Bagi suku Tolaki, anak pada usia 9 tahun sudah mulai bisa menjaga adik-
adiknya ketika ibu atau orang tuanya tidak berada di rumah. Selain itu pada usia
ini anak-anak sudah bisa membantu meringankan beban orang tua dengan pergi
berbelanja di warung untuk membeli keperluan sehari-hari.
Pada usia ini orang tua menyuruh anak untuk mengerjakan sendiri pekerjaan-
pekerjaan rutin dalam rumah seperti, membersihkan rumah, pekerangan,
membenahi tempat tidur sendiri, menata ruangan dan membersihkan piring.
Disamping itu ada juga sebagian orang tua yang tidak menyuruh langsung kepada
anaknya, namun hanya menyuruh/mengajak melihat apa yang dikerjakan oleh
ibunya di dapur, dengan demikian maka perlahan-lahan anak mulai belajar
memasak atau mengerjakan apa yang dikerjakan oleh ibunya di dapur.

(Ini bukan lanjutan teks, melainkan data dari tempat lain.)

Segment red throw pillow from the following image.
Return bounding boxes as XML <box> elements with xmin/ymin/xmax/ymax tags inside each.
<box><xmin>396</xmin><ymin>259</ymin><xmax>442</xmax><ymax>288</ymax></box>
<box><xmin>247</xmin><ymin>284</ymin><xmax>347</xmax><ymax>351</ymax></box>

e. Anak usia SMP (13-22 Tahun)
Pada masyarakat suku Tolaki tata kelakuan dan sopan santun berpedoman
pada adat istiadat masyarakat setempat. Sehingga orang atau anak yang tidak tahu
adat dikenal dengan toono ndaanio sarano. Selain itu orang yang tidak tahu norma
akibat tidak diajarkan oleh orang tuanya dikenal dengan ari ine ana motu ono tano
pinoko ndauki. Penilaian ini berlaku bagi orang dewasa maupun anak-anak.

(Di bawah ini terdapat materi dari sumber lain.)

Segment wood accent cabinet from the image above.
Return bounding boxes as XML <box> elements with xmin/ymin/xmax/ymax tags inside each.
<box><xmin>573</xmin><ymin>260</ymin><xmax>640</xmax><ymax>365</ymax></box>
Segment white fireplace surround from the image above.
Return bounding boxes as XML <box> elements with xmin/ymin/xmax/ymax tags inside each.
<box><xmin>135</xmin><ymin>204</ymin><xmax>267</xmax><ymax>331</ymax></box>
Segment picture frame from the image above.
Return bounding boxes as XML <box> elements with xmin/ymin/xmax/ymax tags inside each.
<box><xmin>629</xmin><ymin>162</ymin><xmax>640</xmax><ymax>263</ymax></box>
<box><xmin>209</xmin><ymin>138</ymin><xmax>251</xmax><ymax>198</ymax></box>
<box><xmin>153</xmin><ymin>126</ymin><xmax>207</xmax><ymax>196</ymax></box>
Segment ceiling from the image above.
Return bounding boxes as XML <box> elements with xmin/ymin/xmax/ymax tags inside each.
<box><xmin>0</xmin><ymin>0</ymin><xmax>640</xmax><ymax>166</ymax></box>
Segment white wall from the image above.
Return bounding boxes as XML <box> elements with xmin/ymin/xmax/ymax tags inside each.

Secara khas dan individual perkembangan anak sangat ditentukan oleh
seberapa jauh tingkat kematangan belajar dan pengalaman yang diperoleh anak
dalam dirinya sendiri, keluarganya, dan lingkungannya (Spranger dalam
Sardiman, 1991: 50). Hal ini dimaksudkan, bahwa dalam proses perkembangan
kepribadian seseorang anak selain ditentukan oleh tingkat-tingkat perkembangan
umurnya sesuai prinsip-prinsip perkembangan yang umum masing-masing anak
dipengaruhi oleh berbagai faktor, baik faktor yang bersumber dari dirinya sendiri,
lingkungan masyarakat di mana dia berada.